Justice, Awareness and Basic Support (JABS)
- Formation: January 1994
- Founder: Jackie Fletcher
- Purpose: Anti-vaccine advocacy
- Website: http://www.jabs.org.uk/

= JABS =

British anti-vaccine pressure group

JABS (short for Justice, Awareness and Basic Support) is a British pressure group launched in Wigan in January 1994. Beginning as a support group for the parents of children they claim became ill after the MMR vaccine (which they claim gave their children epilepsy, brain damage or autism – see: MMR vaccine and autism), the group is currently against all forms of vaccination.

== Beginnings==
The group began as a support group after Jackie Fletcher placed an advert in the newspaper to find parents whose children became ill after their first MMR vaccine after her child was diagnosed with epilepsy ten days after he received an MMR vaccination. According to a pro-JABS article published by Private Eye, "30 families from a small community responded" originally, and by 2002 over two thousand families had been in contact.

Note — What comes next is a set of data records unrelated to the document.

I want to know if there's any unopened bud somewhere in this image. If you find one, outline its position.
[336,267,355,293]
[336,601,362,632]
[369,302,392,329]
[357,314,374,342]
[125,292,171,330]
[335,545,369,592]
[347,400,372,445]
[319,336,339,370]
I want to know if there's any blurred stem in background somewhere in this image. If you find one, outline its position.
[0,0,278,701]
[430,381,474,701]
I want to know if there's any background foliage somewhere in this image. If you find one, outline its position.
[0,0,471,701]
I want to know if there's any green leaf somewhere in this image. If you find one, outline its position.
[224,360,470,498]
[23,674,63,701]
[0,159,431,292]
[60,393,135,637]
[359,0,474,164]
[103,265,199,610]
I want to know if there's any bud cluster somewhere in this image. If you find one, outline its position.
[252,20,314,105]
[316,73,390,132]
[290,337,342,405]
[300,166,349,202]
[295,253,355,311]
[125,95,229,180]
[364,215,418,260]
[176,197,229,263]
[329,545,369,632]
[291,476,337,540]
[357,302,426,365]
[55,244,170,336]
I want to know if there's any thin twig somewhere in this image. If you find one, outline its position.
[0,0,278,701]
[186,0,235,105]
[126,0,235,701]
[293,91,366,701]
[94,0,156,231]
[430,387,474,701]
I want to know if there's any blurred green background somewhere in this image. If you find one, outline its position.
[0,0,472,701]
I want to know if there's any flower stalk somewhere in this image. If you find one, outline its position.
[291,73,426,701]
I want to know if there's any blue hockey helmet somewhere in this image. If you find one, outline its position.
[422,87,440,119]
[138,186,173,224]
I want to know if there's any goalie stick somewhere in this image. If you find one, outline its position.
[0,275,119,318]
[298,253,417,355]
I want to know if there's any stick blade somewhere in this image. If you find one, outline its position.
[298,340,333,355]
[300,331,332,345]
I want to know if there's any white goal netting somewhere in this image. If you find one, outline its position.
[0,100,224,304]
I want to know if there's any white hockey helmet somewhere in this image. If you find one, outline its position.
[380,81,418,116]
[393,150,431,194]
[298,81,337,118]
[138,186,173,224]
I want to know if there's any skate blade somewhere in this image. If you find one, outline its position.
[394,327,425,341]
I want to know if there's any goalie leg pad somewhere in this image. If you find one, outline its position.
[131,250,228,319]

== Membership and organisation ==
JABS members are parents of children who allegedly became ill after vaccination, particularly MMR, which they initially claimed to be a cause of brain damage and other medical issues, prior to claims that the MMR vaccine was a cause of autism and of inflammatory bowel disease. In 1996, 400 families has joined the group to seek compensation from the Department of Health over alleged "vaccine damage". It was described in 2001 as the "main organisation" for parents who are "convinced of the link between the MMR vaccine and their child's subsequent development of autism". The group has also claimed that many cases of shaken baby syndrome were caused by vaccines.

It has been described as an anti-vaccine or a "vaccine critical" group. Alongside the earlier U.S.-based National Vaccine Information Center, it has been described as "instrumental" in "misinforming the public, misdirecting health resources, engendering spurious controversy, and facilitating declining vaccination rates to levels below those needed for 'herd immunity' in some regions by way of their emotional pleas". JABS founder Jackie Fletcher says the group is not anti-vaccine, but seeks greater information and compensation for alleged vaccine side-effects.

The group currently has a Facebook page and operates an online message board, JABSforum.

== Richard Barr and Andrew Wakefield ==

A solicitor for the group, Richard Barr, began acting for JABS shortly after its formation. He applied for legal aid to fund clinical studies into associations between the vaccine and the alleged side-effects claimed by JABS. He formed a partnership with Andrew Wakefield in 1996, who was paid £150 per hour by the law firm. The pair were awarded £55,000 by the Legal Aid Board to start their research. JABS referred children to Wakefield, and Wakefield admitted several children of JABS parents to the Royal Free Hospital for tests in 1996.

Barr also paid a substantial sum to then-doctor Wakefield two years before his now-retracted 1998 Lancet report, urging Wakefield to discredit the MMR vaccine. Brian Deer has described this partnership as "the foundation of the vaccine crisis, both in Britain and throughout the world".